Our Bureau
Cambridge, MA
Globally celebrated Indian-origin authors, Amitav Ghosh and Jhumpa Lahiri, have been inducted into the American Academy of Arts and Sciences, highlighting their profound impact on the global literary landscape.
The Academy was founded in 1780 by John Adams, John Hancock, and others who anticipated that the young republic would need to promote learning and share knowledge to succeed. The Academy honors and celebrates excellence by electing members; it pursues its mission to advance the common good by bringing them together across disciplines and divides to address major challenges facing our country and the world.
Amitav Ghosh has won the 54th Jnanpith Award in 2018, India’s highest literary honor. Ghosh’s ambitious novels use complex narrative strategies to probe the nature of national and personal identity, particularly of the people of India and South Asia. Studied at St Stephen’s College and Oxford University, he is the winner of many awards including Padma Shri and Erasmus Prize.
Jhumpa Lahiri, the British-American author known for her short stories, novels, and essays in English and, more recently, in Italian, studied at Barnard College, South Kingstown High School and Boston University. Her debut collection of short stories, Interpreter of Maladies, won the Pulitzer Prize for Fiction and the PEN/Hemingway Award, and her first novel, The Namesake, was adapted into the popular film of the same name.
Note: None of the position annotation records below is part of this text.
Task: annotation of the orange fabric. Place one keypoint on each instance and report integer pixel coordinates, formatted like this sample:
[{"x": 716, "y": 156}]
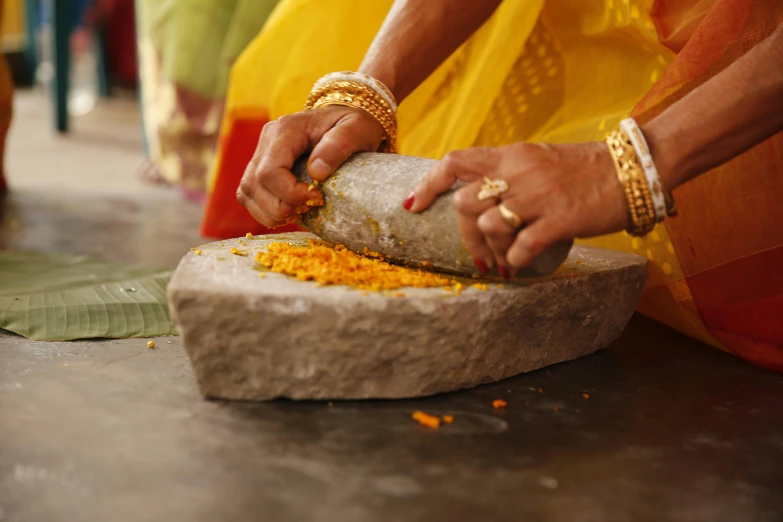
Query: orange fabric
[
  {"x": 729, "y": 233},
  {"x": 562, "y": 71},
  {"x": 224, "y": 216}
]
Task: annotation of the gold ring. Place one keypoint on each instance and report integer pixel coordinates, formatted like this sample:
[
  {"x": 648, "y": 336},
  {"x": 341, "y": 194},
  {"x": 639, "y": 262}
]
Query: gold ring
[
  {"x": 492, "y": 188},
  {"x": 510, "y": 217}
]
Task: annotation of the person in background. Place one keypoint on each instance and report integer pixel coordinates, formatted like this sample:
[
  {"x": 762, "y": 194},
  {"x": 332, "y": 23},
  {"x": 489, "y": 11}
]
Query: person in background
[
  {"x": 486, "y": 83},
  {"x": 186, "y": 48},
  {"x": 6, "y": 106}
]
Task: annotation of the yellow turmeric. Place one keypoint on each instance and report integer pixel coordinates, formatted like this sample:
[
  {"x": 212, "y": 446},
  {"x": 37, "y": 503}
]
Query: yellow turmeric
[
  {"x": 336, "y": 265},
  {"x": 425, "y": 419}
]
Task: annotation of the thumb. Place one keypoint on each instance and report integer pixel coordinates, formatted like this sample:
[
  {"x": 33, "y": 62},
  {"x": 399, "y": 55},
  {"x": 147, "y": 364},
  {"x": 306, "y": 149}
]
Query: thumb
[{"x": 353, "y": 133}]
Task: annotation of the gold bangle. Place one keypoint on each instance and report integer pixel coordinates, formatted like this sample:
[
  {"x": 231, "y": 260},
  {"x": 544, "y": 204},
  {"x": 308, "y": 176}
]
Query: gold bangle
[
  {"x": 360, "y": 96},
  {"x": 634, "y": 182}
]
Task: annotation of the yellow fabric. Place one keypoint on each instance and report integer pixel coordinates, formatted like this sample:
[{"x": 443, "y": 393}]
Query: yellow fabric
[{"x": 554, "y": 71}]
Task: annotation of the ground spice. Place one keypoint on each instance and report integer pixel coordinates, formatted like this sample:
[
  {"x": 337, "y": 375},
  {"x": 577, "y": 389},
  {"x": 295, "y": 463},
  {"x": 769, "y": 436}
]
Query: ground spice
[
  {"x": 336, "y": 265},
  {"x": 425, "y": 419}
]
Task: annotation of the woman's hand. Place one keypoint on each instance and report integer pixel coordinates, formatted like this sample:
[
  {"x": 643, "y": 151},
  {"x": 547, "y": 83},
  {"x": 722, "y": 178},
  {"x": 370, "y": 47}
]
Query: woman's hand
[
  {"x": 561, "y": 192},
  {"x": 270, "y": 192}
]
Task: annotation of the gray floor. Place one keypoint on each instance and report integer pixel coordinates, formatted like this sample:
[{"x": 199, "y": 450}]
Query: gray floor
[{"x": 109, "y": 430}]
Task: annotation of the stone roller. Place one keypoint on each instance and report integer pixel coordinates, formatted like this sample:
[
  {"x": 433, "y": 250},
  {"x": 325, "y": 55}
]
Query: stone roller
[
  {"x": 363, "y": 209},
  {"x": 255, "y": 338}
]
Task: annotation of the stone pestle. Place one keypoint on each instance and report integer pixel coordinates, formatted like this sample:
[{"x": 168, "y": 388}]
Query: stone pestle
[{"x": 363, "y": 209}]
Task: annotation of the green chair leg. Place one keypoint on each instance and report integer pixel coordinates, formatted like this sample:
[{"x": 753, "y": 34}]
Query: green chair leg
[
  {"x": 62, "y": 15},
  {"x": 100, "y": 55}
]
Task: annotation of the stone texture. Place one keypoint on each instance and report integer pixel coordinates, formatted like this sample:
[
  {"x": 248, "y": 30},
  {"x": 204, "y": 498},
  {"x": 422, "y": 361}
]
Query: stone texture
[
  {"x": 363, "y": 208},
  {"x": 258, "y": 338}
]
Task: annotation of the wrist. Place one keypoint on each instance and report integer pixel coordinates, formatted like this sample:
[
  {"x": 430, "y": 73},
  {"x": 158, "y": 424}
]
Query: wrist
[{"x": 669, "y": 152}]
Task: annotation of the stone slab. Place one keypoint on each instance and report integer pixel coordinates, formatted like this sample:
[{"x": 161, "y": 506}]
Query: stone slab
[
  {"x": 363, "y": 208},
  {"x": 257, "y": 338}
]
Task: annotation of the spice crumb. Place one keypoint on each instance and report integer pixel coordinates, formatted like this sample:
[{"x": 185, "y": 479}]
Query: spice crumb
[{"x": 425, "y": 419}]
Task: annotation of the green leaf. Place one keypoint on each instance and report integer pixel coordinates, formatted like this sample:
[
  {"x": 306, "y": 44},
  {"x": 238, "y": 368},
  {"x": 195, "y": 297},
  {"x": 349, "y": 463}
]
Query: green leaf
[{"x": 53, "y": 297}]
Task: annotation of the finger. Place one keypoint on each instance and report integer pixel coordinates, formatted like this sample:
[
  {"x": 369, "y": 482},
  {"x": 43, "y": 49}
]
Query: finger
[
  {"x": 499, "y": 235},
  {"x": 465, "y": 165},
  {"x": 273, "y": 171},
  {"x": 469, "y": 208},
  {"x": 347, "y": 137},
  {"x": 532, "y": 240},
  {"x": 257, "y": 212}
]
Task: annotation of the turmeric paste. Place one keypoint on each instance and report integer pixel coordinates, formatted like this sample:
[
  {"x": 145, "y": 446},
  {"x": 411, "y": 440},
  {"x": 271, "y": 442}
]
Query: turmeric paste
[
  {"x": 326, "y": 264},
  {"x": 425, "y": 419}
]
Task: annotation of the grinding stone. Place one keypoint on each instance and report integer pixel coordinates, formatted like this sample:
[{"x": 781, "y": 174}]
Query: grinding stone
[
  {"x": 258, "y": 338},
  {"x": 363, "y": 208}
]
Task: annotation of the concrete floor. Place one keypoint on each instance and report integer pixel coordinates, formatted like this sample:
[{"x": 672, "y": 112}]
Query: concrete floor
[{"x": 109, "y": 430}]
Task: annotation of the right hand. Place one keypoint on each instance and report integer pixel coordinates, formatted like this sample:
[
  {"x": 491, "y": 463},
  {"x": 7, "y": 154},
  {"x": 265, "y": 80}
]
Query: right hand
[{"x": 270, "y": 192}]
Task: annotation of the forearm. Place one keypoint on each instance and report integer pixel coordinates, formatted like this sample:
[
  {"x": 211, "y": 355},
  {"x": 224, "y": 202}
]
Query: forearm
[
  {"x": 417, "y": 36},
  {"x": 733, "y": 111}
]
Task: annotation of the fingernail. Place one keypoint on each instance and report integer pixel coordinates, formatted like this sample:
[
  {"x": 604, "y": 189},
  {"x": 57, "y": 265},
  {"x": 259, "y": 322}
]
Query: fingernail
[
  {"x": 319, "y": 168},
  {"x": 408, "y": 203}
]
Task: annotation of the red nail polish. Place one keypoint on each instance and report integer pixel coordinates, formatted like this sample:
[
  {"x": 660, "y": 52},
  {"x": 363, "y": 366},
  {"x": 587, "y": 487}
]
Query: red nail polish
[{"x": 408, "y": 203}]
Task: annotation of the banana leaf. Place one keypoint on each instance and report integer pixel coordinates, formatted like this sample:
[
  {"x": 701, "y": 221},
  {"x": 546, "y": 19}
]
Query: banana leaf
[{"x": 54, "y": 297}]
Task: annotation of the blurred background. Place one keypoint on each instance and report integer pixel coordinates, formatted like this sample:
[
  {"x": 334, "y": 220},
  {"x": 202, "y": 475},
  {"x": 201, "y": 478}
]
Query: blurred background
[{"x": 114, "y": 104}]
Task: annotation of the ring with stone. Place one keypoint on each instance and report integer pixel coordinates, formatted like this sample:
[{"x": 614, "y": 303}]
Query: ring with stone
[
  {"x": 492, "y": 188},
  {"x": 510, "y": 217}
]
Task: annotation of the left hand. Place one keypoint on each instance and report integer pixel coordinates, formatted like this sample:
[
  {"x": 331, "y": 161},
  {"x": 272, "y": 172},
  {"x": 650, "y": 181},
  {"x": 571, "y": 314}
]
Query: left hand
[{"x": 561, "y": 192}]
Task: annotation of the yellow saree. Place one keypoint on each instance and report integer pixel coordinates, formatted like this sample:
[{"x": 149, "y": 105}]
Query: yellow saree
[{"x": 560, "y": 71}]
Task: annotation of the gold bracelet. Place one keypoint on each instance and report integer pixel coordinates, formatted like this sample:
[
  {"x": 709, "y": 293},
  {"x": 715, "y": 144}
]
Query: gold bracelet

While the Academy has changed greatly since 1780, its members and its work are still connected to a charter founded on ideals that celebrate the life of the mind, the importance of knowledge, and the belief that the arts and sciences are “necessary to the interest, honor, dignity, and happiness of a free, independent, and virtuous people.” The Academy’s areas of work now include the arts, democracy, education, global affairs, the humanities, and science.